"Hanani," she said, "I don't quite understand everything. How did you get me here?"

Hanani's veiled head was bent. She turned it towards her slowly, almost reluctantly it seemed to Stella.

"I carried you, mem-sahib," she said.

"You—carried—me!" Stella repeated the word incredulously. "But it is a long way—a very long way—from Kurrumpore."

Hanani was silent for a moment or two, as though irresolute. Then: "I brought you by a way unknown to you, mem-sahib," she said. "Hafiz—you know Hafiz?—he helped me."

"Hafiz!" Stella frowned a little. Yes, by sight she knew him well. Hafiz the crafty, was her private name for him.

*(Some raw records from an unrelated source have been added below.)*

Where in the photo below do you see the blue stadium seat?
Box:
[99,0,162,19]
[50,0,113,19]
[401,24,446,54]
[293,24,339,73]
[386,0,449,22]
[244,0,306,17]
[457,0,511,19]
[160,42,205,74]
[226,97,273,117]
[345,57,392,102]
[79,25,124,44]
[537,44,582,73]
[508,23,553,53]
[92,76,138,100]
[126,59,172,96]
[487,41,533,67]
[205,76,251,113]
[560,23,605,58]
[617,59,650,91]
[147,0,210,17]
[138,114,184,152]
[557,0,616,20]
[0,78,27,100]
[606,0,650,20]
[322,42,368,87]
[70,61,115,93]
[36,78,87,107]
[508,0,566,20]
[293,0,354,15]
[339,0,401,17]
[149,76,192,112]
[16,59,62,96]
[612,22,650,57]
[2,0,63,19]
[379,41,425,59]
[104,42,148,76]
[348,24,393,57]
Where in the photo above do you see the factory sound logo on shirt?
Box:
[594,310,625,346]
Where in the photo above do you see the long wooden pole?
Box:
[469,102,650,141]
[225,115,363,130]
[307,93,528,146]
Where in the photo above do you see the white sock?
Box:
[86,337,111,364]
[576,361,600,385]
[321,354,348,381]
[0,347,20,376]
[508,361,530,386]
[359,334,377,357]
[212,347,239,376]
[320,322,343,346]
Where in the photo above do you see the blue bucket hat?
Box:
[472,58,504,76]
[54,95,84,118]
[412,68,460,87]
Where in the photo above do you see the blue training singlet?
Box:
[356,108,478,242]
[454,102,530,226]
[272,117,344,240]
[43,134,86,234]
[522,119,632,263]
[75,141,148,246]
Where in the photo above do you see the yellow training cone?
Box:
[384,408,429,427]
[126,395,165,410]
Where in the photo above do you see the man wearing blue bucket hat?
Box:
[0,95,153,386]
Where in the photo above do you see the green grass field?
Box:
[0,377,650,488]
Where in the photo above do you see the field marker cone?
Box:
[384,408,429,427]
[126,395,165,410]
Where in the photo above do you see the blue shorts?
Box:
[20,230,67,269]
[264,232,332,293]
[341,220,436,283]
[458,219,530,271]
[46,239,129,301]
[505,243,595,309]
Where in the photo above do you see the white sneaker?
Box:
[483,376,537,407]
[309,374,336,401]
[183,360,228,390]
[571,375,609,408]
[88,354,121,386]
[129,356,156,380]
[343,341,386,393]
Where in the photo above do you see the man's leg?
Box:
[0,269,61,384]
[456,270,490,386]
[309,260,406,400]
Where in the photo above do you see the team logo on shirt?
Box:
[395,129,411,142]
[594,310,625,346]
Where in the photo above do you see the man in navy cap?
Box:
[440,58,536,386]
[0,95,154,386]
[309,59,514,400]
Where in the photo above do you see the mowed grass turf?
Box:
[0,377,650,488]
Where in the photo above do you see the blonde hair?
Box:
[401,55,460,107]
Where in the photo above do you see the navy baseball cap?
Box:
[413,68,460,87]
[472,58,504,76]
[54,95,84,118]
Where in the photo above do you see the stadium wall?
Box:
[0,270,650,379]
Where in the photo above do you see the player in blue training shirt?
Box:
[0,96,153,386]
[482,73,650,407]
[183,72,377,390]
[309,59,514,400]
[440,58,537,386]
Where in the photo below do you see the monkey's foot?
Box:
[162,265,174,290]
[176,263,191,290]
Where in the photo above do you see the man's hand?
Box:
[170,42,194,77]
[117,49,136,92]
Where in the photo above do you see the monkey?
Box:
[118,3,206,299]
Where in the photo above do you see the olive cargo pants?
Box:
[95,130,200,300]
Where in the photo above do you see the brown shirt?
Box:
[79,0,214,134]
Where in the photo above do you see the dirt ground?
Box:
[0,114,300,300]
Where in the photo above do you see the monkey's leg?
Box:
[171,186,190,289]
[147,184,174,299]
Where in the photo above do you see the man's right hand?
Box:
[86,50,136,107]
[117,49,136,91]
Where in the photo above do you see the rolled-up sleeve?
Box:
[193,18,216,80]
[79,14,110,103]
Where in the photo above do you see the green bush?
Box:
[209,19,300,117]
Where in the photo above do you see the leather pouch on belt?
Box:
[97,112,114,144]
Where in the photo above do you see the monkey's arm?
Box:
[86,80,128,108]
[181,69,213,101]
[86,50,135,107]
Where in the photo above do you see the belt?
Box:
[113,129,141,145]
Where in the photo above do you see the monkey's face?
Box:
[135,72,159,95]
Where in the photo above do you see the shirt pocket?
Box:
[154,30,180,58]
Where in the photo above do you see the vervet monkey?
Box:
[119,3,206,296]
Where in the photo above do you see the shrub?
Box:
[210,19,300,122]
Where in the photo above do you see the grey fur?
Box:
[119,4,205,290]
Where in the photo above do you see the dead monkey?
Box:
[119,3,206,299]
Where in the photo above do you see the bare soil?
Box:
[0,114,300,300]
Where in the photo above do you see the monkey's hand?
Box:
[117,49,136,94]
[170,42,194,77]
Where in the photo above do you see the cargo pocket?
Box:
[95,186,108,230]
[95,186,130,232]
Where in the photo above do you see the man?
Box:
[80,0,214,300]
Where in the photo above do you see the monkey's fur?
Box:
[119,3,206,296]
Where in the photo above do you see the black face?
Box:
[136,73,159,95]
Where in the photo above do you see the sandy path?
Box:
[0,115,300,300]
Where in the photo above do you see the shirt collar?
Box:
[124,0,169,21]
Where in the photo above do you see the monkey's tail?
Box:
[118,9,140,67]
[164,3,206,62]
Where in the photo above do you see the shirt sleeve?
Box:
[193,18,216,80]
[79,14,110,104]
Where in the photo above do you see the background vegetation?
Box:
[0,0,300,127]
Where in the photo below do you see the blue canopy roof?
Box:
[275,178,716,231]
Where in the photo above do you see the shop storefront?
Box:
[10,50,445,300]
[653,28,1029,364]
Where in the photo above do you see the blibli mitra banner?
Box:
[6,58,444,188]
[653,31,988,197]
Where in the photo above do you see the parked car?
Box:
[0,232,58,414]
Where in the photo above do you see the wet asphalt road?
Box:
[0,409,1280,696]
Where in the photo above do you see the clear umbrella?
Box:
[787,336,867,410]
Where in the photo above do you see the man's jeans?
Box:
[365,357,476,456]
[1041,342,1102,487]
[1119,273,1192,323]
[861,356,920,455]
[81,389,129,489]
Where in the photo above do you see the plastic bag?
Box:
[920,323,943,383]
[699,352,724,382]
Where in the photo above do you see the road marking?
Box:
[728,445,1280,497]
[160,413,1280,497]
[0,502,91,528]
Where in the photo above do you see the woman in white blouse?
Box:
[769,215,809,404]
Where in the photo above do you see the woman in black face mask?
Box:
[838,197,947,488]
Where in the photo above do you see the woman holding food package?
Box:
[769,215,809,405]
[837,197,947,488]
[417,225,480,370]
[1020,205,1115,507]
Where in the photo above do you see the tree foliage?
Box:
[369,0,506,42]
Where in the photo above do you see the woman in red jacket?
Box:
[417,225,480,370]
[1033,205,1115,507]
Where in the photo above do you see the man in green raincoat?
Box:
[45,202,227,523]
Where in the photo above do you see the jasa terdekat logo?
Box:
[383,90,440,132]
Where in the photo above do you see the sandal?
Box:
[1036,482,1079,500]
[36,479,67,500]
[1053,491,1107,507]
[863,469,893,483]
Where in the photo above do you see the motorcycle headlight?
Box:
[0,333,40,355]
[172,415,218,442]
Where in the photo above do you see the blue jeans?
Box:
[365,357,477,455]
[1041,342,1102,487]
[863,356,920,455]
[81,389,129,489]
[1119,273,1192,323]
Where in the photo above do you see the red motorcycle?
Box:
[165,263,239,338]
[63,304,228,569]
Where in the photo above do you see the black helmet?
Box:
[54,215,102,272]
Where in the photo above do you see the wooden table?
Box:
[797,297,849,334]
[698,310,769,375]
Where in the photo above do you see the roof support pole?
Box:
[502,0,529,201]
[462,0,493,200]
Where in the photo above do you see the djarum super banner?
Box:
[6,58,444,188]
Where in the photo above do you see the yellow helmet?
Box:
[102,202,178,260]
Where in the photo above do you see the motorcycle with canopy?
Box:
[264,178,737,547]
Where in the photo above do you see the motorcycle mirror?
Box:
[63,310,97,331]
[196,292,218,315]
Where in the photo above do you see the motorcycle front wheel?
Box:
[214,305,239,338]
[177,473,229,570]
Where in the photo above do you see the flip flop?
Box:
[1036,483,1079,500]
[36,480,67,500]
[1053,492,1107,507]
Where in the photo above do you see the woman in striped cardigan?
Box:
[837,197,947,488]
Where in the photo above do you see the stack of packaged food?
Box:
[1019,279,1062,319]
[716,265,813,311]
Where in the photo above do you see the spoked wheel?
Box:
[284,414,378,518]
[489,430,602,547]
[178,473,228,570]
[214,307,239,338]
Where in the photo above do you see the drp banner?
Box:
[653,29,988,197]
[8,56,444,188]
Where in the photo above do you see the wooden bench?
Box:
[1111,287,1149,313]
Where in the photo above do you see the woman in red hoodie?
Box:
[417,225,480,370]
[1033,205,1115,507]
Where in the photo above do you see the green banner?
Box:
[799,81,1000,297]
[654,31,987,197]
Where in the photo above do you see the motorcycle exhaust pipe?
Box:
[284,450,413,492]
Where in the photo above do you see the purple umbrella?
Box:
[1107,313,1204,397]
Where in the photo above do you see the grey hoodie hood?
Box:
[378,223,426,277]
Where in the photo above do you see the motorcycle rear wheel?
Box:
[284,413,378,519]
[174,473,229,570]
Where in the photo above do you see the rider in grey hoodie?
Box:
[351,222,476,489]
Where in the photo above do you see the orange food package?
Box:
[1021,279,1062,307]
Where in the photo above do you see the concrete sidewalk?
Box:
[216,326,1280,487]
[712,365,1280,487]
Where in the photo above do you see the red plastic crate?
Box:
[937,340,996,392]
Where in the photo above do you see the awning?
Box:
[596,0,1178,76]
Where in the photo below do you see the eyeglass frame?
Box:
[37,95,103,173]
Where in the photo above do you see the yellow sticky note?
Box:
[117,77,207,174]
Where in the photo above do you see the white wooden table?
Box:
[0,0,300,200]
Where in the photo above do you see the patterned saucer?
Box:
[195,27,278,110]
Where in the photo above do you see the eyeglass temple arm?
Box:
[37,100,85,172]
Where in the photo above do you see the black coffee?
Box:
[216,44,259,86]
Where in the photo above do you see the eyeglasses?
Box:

"How did he help you?" she asked.

Again Hanani seemed to hesitate as one reluctant to give away a secret. "From the shop of Hafiz—that is the shop of Rustam Karin in the bazaar," she said at length, and Stella quivered at the name, "there is a passage that leads under the ground into the jungle. To those who know, the way is easy. It was thus, mem-sahib, that I brought you hither."

"But how did you get me to the bazaar?" questioned Stella, still hardly believing.

"It was very dark, mem-sahib; and the budmashes were scattered. They would not touch an old woman such as Hanani. And you, my mem-sahib, were wrapped in a saree. With old Hanani you were safe."